Last week ABC was spanked around by the Federal Communications Commission
to the tune of $1.4 million in fines to some 50 ABC affiliates in Mountain and Central
time zones who ran an "NYPD Blue" episode at 9 p.m. that showed a women's backside.
Hopefully children don't get to see their parents, relatives or parents' friends mistakenly in a
bathroom or coming out of a shower. The "NYPD Blue"
scene was about that. Detective Andy Sipowicz' girlfriend is
about to take a shower, drops her robe, talks to Sipowicz, and then, mistakenly, Sipowicz' son gets an eyeful of her behind.
Kids running around their parents' Super Bowl parties also got
a brief eyeful, when in February 2004, Janet Jackson's breast made an unexpected Super Bowl appearance. It was a mistake -- her costume wasn't supposed to come off.
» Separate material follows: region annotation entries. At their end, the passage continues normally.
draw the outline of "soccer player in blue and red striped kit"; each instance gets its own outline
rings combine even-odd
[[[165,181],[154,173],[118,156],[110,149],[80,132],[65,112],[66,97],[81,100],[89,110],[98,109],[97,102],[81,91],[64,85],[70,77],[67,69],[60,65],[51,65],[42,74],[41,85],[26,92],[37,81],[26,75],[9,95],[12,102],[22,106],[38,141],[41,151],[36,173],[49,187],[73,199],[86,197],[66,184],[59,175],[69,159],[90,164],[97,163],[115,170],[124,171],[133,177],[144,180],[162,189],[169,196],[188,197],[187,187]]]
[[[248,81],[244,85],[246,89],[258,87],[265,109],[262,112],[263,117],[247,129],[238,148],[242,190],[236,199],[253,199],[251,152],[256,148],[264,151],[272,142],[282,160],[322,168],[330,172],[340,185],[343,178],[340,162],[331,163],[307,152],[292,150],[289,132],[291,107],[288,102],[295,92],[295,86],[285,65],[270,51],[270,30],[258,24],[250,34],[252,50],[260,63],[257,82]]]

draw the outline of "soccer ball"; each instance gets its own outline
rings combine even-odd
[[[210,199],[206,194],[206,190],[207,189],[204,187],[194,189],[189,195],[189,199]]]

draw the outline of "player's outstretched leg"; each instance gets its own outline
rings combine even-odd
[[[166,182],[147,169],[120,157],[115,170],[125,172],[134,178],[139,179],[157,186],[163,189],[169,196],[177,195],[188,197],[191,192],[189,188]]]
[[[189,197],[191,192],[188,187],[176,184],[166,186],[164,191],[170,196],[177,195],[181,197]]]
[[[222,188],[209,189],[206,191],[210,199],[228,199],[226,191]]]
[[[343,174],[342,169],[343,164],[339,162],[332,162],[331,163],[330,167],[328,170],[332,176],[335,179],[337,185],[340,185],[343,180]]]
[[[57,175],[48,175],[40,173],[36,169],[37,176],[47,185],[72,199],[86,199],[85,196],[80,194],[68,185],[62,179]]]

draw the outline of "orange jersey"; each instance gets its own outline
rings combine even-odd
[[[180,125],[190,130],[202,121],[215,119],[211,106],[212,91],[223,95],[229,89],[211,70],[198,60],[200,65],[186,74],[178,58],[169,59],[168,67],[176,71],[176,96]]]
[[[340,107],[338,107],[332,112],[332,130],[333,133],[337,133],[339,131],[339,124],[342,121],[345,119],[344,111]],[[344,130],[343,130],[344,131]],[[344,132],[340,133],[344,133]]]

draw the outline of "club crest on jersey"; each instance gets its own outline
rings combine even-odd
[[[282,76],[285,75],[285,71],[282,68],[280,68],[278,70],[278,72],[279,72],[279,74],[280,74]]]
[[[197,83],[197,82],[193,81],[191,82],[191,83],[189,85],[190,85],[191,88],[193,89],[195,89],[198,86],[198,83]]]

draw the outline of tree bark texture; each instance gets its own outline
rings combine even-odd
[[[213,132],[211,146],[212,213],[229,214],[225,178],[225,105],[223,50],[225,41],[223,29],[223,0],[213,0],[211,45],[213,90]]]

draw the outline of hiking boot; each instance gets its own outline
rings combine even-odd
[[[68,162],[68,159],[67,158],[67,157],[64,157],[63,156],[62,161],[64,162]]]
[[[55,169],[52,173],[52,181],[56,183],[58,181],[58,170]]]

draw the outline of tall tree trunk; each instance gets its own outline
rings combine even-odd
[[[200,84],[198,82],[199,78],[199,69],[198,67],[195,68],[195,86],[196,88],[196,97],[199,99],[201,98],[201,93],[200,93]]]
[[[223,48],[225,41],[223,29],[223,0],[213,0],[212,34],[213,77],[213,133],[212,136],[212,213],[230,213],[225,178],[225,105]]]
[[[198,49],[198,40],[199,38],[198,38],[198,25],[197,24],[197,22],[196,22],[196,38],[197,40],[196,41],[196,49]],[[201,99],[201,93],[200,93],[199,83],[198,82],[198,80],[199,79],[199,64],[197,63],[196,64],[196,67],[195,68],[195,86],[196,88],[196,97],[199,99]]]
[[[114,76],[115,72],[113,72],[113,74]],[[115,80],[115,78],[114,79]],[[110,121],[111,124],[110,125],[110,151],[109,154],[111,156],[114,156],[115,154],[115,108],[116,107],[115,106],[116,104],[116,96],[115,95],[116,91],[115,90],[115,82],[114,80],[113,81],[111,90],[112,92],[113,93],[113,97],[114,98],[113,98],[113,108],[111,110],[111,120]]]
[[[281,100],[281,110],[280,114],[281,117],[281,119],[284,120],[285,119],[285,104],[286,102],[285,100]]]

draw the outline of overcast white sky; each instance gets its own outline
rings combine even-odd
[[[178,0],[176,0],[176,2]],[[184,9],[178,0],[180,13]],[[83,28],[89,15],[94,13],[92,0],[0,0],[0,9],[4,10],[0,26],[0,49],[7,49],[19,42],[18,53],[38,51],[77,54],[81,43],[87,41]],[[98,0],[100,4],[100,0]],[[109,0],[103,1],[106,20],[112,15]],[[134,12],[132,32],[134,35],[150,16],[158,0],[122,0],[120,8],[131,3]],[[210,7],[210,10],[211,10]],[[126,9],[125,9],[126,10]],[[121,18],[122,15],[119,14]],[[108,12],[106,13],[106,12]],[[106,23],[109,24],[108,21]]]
has a strict 6 a.m. to 10 p.m. rule where indecent programming is not allowed. What about those kids who saw the Jackson breast
at 10 p.m. or perhaps at other times -- through means of the DVR or, more likely in 2003, a videotape recording?
In this digital age, in this time-shifted, anywhere-anytime world, a time
period means nothing. The FCC needs to reinvent the rules. Procedural crime dramas are probably not good programming for eight-year-olds at 10 p.m. or 7 p.m. or 3 p.m. or just after "Sesame Street" at
9 p.m. (in regards to daytime cable reruns).
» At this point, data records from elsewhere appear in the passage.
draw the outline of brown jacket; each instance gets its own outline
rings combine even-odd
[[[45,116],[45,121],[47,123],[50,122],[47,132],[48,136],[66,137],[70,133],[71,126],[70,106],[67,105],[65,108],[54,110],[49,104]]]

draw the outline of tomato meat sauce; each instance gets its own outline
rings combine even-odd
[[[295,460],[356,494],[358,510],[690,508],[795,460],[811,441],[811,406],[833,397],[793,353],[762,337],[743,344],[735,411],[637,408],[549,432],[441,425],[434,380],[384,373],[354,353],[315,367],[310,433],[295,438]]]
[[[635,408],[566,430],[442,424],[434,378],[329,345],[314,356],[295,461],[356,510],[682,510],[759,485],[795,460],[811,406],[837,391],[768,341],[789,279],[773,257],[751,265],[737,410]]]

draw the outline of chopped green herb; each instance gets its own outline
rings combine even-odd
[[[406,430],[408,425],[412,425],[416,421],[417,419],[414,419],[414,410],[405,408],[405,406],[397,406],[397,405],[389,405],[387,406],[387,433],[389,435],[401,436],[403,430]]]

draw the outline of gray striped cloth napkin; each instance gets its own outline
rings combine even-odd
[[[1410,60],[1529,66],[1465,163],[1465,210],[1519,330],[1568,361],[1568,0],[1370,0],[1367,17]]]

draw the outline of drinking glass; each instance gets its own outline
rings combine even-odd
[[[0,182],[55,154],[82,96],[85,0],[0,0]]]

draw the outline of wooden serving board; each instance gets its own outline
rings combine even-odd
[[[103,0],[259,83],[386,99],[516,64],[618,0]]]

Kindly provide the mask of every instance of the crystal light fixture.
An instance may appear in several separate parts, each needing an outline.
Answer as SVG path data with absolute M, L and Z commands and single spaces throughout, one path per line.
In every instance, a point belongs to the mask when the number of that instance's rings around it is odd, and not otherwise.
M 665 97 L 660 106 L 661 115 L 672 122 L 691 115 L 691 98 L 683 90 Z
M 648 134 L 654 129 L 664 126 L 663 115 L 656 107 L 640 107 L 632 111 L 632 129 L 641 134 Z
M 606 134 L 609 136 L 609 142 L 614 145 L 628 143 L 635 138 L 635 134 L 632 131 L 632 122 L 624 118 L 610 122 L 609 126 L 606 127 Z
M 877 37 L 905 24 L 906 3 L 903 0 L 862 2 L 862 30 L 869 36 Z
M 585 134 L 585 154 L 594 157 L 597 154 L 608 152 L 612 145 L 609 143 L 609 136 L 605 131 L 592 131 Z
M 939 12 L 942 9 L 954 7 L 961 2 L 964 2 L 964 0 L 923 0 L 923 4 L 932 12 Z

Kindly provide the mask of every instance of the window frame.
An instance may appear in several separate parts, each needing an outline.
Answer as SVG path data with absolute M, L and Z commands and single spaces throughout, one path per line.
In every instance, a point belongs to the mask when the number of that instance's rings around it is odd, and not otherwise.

ABC did offer up parental warnings about the "NYPD Blue" episode. But the FCC said that didn't matter -- the scene was lingering. With no
parents around, however, you have a bigger problem. I'd like to know if an 8- or 10-year-old read the warning, and said: "Gee, I better not watch. I'm alone and not sure what this programming is
about. And I'm sure the wrong advertisers will be targeting me with all sort of cell phone ads, great deals on cars, or financial services. My allowance is only $10 a week. And, what if something
yucky comes on? Eeew!"
Some of those thoughts might have occurred. But with no parents around, who can help answer those questions?